Dunsmore, a coffee-skinned shop teacher with a bristle mustache and a bulbous friendship lobe, winked, okay’d his fingers, and folded the bills into his coat pocket. “That’s called hush money,” he told the junior, who nodded and said, “Yeah, we learned about that stuff in Mr. Versailles’ class in the lesser vices.”
Now Pill was being difficult.
“Why the long face, honey? I’ll come in to check on you every half hour,” Trilby assured.
The child kept her head bent, her pre-adolescent earlobes forlorn in their naked innocence. In three or four years, when puberty struck, her baby Pill would need to be fitted for a lobebag.
“You’ve got your books, Gigi the goat, and a nice plush chair.

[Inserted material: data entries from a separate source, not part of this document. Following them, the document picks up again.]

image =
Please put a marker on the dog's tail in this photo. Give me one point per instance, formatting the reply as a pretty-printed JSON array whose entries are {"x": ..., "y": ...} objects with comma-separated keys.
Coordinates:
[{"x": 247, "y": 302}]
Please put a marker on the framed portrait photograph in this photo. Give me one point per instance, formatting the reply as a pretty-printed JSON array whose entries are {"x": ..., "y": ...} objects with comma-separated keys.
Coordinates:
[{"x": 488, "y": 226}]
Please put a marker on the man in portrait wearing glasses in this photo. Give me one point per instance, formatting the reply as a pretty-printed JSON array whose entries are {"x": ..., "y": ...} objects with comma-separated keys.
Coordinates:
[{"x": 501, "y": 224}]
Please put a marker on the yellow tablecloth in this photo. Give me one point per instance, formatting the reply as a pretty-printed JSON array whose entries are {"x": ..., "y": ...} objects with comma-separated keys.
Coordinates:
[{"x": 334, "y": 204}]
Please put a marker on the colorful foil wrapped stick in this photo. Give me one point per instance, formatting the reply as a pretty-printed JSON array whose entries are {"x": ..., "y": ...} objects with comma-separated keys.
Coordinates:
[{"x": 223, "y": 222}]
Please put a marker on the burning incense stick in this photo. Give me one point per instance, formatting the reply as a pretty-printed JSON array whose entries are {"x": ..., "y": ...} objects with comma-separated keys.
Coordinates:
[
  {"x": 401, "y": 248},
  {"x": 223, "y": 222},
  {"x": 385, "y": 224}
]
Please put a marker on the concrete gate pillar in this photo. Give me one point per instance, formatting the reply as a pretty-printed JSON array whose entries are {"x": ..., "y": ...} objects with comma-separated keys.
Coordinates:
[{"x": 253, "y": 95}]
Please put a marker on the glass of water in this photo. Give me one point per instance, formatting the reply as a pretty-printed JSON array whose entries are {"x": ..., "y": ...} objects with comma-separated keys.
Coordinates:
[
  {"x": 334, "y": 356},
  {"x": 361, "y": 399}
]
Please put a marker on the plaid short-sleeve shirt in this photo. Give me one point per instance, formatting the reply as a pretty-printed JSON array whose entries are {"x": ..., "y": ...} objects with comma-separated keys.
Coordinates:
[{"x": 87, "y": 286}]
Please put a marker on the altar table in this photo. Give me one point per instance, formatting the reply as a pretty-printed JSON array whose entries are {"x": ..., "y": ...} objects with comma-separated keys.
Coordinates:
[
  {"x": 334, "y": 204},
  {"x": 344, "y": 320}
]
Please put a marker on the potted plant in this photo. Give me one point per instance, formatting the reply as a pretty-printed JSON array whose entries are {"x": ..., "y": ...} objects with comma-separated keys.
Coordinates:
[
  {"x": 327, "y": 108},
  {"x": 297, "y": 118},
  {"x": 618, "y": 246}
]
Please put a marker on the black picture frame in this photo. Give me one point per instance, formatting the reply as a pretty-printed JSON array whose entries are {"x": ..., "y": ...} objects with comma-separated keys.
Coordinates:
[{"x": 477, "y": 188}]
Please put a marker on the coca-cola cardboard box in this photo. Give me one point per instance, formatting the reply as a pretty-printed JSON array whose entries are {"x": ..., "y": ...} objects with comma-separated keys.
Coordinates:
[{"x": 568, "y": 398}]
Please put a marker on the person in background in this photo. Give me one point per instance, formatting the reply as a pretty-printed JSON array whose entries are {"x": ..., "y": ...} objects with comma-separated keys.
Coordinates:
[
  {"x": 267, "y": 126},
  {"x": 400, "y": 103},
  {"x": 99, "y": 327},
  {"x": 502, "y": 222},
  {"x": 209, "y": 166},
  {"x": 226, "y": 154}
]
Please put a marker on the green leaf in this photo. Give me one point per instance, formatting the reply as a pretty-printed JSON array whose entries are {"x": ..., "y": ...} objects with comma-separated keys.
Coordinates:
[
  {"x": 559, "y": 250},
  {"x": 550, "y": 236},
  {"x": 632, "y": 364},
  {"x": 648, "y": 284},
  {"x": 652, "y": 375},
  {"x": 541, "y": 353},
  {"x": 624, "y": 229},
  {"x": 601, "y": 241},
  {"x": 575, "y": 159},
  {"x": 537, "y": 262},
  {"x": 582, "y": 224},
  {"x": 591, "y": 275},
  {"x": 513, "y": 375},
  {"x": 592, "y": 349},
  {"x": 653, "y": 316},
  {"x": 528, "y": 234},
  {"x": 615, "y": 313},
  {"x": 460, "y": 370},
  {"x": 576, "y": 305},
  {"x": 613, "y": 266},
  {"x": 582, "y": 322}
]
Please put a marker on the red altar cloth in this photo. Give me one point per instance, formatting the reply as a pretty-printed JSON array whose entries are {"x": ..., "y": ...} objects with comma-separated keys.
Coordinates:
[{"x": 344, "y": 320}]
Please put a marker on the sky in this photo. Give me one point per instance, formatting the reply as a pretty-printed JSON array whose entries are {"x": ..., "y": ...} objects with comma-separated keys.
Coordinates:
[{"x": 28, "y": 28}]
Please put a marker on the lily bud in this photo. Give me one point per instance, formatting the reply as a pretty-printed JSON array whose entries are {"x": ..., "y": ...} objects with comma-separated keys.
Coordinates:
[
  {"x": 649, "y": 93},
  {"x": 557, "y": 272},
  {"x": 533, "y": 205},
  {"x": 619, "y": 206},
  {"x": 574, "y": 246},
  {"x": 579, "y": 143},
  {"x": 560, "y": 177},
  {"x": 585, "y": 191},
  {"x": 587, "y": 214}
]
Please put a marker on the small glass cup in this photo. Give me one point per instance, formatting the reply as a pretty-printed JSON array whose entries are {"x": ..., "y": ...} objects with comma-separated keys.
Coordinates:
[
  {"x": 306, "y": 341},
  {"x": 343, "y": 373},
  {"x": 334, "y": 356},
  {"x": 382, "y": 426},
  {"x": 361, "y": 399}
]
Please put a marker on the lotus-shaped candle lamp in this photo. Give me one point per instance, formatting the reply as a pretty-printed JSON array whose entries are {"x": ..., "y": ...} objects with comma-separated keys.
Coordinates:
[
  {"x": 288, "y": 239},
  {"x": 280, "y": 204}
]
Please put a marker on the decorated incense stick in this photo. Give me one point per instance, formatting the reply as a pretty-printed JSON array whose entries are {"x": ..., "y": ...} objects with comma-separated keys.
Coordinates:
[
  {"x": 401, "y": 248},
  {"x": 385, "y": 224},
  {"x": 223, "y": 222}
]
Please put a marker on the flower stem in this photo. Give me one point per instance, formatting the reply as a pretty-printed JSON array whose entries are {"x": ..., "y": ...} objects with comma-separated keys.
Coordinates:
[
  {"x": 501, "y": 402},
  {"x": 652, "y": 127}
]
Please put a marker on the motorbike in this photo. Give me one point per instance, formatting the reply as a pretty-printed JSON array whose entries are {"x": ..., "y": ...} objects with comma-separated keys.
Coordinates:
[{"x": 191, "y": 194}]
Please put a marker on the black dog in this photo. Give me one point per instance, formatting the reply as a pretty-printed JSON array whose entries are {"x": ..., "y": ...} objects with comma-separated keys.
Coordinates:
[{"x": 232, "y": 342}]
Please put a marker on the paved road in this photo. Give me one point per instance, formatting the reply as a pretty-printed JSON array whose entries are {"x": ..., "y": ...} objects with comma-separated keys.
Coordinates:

There’s pear juice in the mini-fridge whenever you want it.”
Whiny voice, yet thank God no tears: “But I want you, Mommy.”
Brest and Bix stood by the door.
Trilby sensed them behind her, impatience and loverly interest intermingled. Later, in bed, she had no doubt they would use the delay caused by Pill’s whining as an excuse to vent their pent-up affection toward her. And she would do her best to counter with her worn riding crop.
“You’ll be a big girl, won’t you?” she asked. “You’ll take care of yourself?”
Pill nodded, hugging her stuffed goat.
“That’s my girl. Now remember, if you hear footsteps, what do you do before the people come in?”
The corners of Pill’s mouth flexed. “I miss Puff,” she said. Puff was her kitty.